Shipping investors spooked by the potential for a US recession could be running from a possible double-whammy of bad news.
Analysts say concerns about a wider economic decline could be intensified by newbuildings arriving at a time of reduced demand.
The comments come with global equities in a tailspin as a selldown that started in Asia, where the Japanese market saw its worst day’s trading since the late 1980s. Fear spread to Europe, where stocks saw volatility at a post-pandemic high.
US equities are now caught up in the wave of negativity, as some sense danger and others sniff opportunity.
ABG Sundal Collier analyst Petter Haugen said fears of an economic downturn in the US, the world’s largest economy, could be compounded by a second factor: newbuildings hitting the water during a period of economic weakness.
“It looks as if the market is worried that a recession, US-based or more widespread, would imply a global decline in end-consumption demand negative to all shipping segments,” Haugen said.
“[Investors fear] further that such a decline would happen simultaneously as several segments will see accelerating fleet growth from the current orderbooks.”

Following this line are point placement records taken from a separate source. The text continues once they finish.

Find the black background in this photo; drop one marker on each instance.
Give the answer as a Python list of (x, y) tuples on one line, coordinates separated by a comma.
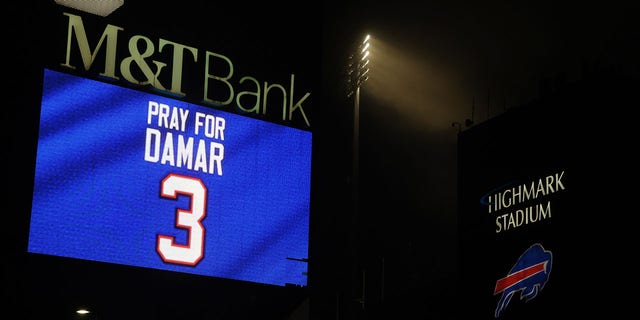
[(455, 61)]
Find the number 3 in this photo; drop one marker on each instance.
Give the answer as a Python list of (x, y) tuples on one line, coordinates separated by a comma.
[(191, 253)]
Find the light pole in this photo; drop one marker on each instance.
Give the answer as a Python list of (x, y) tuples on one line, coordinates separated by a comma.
[(358, 74)]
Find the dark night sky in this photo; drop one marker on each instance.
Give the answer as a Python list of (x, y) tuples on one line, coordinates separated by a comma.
[(434, 63)]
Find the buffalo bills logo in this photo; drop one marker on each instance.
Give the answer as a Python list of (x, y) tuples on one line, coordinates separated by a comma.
[(528, 276)]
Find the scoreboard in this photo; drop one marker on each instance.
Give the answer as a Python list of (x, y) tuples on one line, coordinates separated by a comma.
[(128, 177)]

The fears come as robust global demand growth, plus an ageing fleet and muted orderbook — which in total accounts for 13.3% of the global fleet according to Clarksons — have been part of the fundamental case for a prolonged upturn in shipping across several segments.

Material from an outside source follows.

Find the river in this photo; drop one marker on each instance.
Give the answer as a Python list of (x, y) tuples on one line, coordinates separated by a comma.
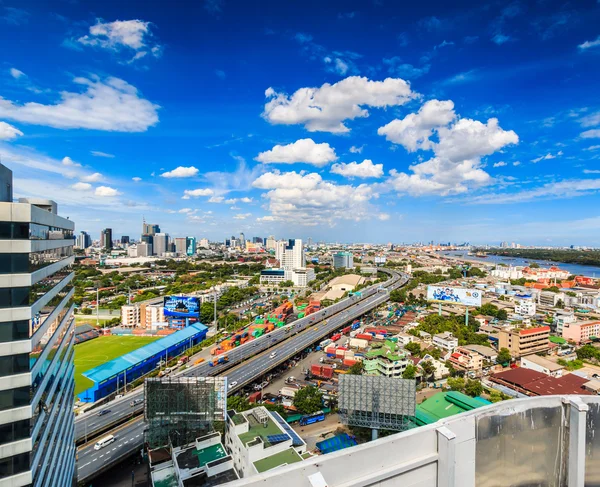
[(576, 269)]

Frode Morkedal, analyst in the shipbroking giant’s banking division, said Monday’s downturn follows a month-long period of poor performance for shipping stocks in line with the cyclical summer dip in rates.

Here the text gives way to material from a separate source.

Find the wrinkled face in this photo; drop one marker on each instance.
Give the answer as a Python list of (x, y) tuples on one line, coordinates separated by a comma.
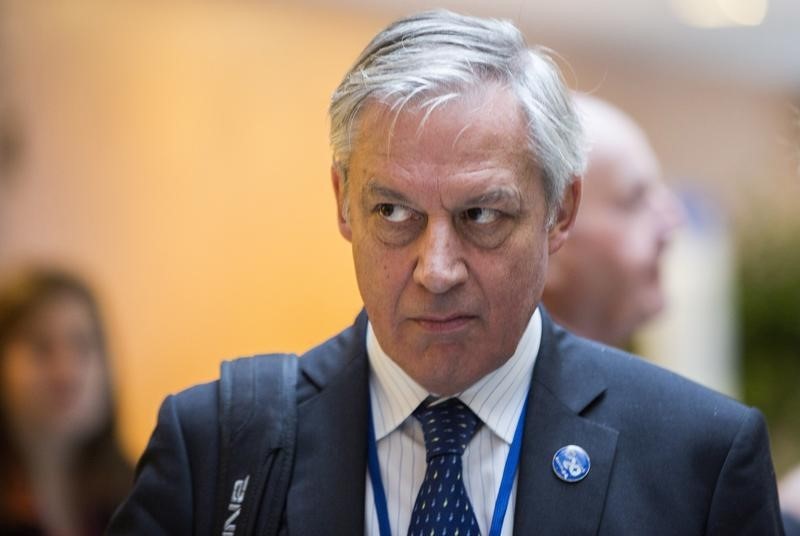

Still, he argued the fundamental case remains strong and that Monday’s battering could represent a buying opportunity.
“Once stock markets stabilise, and given the typical seasonal strength in autumn freight rates, the recent downturn may provide an appealing opportunity for investors to increase their exposure to a sector that is expected to benefit from continued strong market fundamentals in the years ahead,” Morkedal said.
In Oslo, nearly all shipping stocks were in the red in afternoon trading.
Offshore vessel owners fell the most, but even the largest names on the exchange took a hit.
Wallenius Wilhelmsen, the world’s largest car carrier owner, saw its class B shares slide nearly 6% to NOK 333 ($30.13).
Chemical tanker rivals Stolt-Nielsen and Odfjell both saw drops, with Stolt-Nielsen falling just under 3% to NOK 395.50 and Odfjell’s class B shares falling 3.1% to NOK 139.50.
John Fredriksen outfits Flex LNG dropped 3.2% to NOK 273.80, Frontline 3.5% to NOK 243.10, Golden Ocean Group 5% to NOK 119.45 and Avance Gas 3.5% to NOK 148.40.
The global equities sell-off began in earnest on Monday following a lacklustre US jobs report on Friday.
The bloodbath started in Japan, with the Nikkei Stock Average dropping 12.4%, the steepest single-day drop since 1987 when the measure cratered by 14.9%. Japan’s big three shipowners saw their shares tumble in the process.
In the UK, Clarksons and Braemar came under selling pressure at low volumes, in the case of Clarksons, despite the company reporting near record first-half profitability.
The UK’s FTSE 100 fell 3%, or 245 points, to 7,929, South Korea’s Kospi index slid 8.8%, or 235 points, to 2,442 and the European Stoxx 600 fell 3.5%, or €17.72 ($19.45) to €480.08.